Cem anos de Samba e de Geraldo Pereira
Adriana Braga*
Em novembro de 1916, o compositor Donga – Ernesto dos Santos – registrou na Biblioteca Nacional a composição Pelo Telefone. No ano seguinte, a música foi gravada pelo cantor Baiano e a Banda da Casa Edson. A autoria de Pelo Telefone é sempre muito discutida. Vários pesquisadores afirmam que se trata de uma criação coletiva da qual Donga fez parte.

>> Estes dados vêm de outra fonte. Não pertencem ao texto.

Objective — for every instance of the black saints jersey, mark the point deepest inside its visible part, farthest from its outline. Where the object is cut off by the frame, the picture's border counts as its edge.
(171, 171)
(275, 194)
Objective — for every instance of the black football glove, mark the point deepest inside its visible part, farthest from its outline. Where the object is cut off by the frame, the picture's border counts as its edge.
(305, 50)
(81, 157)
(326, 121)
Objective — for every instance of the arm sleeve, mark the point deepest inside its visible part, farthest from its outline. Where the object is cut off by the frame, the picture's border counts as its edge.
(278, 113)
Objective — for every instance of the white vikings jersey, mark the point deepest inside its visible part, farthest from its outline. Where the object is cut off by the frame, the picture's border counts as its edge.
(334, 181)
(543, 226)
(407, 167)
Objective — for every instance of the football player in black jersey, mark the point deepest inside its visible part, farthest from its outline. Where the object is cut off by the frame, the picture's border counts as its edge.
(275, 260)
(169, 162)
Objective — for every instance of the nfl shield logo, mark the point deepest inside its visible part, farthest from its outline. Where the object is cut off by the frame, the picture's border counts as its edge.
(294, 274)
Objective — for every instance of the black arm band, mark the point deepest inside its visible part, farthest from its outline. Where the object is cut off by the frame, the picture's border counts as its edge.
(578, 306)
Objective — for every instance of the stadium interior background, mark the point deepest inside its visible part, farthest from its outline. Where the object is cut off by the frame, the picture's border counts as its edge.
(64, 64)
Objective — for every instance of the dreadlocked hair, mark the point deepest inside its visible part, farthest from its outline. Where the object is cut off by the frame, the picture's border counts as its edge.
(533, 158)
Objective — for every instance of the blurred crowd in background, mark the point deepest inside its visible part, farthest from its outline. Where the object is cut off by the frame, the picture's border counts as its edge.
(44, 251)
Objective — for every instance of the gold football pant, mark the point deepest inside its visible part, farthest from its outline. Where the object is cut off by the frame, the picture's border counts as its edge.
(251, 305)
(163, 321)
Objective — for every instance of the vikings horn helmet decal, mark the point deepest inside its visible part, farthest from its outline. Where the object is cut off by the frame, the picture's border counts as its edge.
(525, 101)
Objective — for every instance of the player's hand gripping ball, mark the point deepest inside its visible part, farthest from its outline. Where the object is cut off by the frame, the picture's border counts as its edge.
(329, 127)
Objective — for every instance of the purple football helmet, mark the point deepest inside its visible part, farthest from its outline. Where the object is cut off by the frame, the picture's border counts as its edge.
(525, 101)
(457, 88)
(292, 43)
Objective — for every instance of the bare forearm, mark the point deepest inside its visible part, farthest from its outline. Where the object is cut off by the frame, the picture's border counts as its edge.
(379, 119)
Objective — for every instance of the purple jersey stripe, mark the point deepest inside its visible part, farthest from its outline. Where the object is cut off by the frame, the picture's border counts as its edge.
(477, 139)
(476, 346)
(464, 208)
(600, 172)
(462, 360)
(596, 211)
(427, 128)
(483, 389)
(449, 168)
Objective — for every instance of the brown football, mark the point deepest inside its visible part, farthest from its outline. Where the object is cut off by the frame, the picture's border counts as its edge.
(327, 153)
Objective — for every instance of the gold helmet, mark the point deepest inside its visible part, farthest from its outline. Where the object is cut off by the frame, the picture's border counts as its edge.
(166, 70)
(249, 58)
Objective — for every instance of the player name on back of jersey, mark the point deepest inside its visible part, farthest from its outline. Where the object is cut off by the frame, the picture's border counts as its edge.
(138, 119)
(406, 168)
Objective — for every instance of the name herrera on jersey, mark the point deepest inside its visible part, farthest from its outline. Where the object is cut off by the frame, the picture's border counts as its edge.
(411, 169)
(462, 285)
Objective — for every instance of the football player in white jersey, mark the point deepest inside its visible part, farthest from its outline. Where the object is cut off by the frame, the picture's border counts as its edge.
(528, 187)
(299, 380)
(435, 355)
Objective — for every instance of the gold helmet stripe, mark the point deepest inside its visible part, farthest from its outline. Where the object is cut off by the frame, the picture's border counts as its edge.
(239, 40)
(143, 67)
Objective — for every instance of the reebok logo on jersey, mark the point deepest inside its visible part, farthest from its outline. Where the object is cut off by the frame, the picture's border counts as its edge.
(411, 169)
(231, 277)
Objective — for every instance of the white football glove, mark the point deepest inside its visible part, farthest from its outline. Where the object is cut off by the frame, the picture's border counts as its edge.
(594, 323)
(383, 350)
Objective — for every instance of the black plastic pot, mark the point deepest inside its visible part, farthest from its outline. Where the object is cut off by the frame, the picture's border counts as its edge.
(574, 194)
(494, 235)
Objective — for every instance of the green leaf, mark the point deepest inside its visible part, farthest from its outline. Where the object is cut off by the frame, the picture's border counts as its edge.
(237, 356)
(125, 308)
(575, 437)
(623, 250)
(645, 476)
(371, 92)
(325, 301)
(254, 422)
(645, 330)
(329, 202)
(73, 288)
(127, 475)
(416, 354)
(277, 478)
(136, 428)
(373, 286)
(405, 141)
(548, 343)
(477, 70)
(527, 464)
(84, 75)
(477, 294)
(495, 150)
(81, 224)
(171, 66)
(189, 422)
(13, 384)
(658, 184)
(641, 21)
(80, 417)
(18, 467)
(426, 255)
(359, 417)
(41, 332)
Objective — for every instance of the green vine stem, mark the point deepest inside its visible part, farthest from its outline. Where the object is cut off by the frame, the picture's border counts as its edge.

Polêmicas à parte, Pelo Telefone, entrou para a história como o primeiro samba gravado em disco.
De origem mestiça, o samba é uma mistura dos ritmos africanos e brasileiros com as melodias e harmonias da música europeia. Vinícius de Moraes afirmou que “o samba nasceu lá na Bahia” (Samba da Benção, 1967), e o samba carioca, realmente tem origem no recôncavo baiano. De acordo com José Ramos Tinhorão, grande pesquisador das origens da música popular brasileira, a presença numerosa de negros baianos no Rio de Janeiro (que chegaram com o fim da escravidão e da Guerra de Canudos) foi um dos fatores determinantes para o surgimento do samba carioca, o samba urbano conhecido hoje em todo o país.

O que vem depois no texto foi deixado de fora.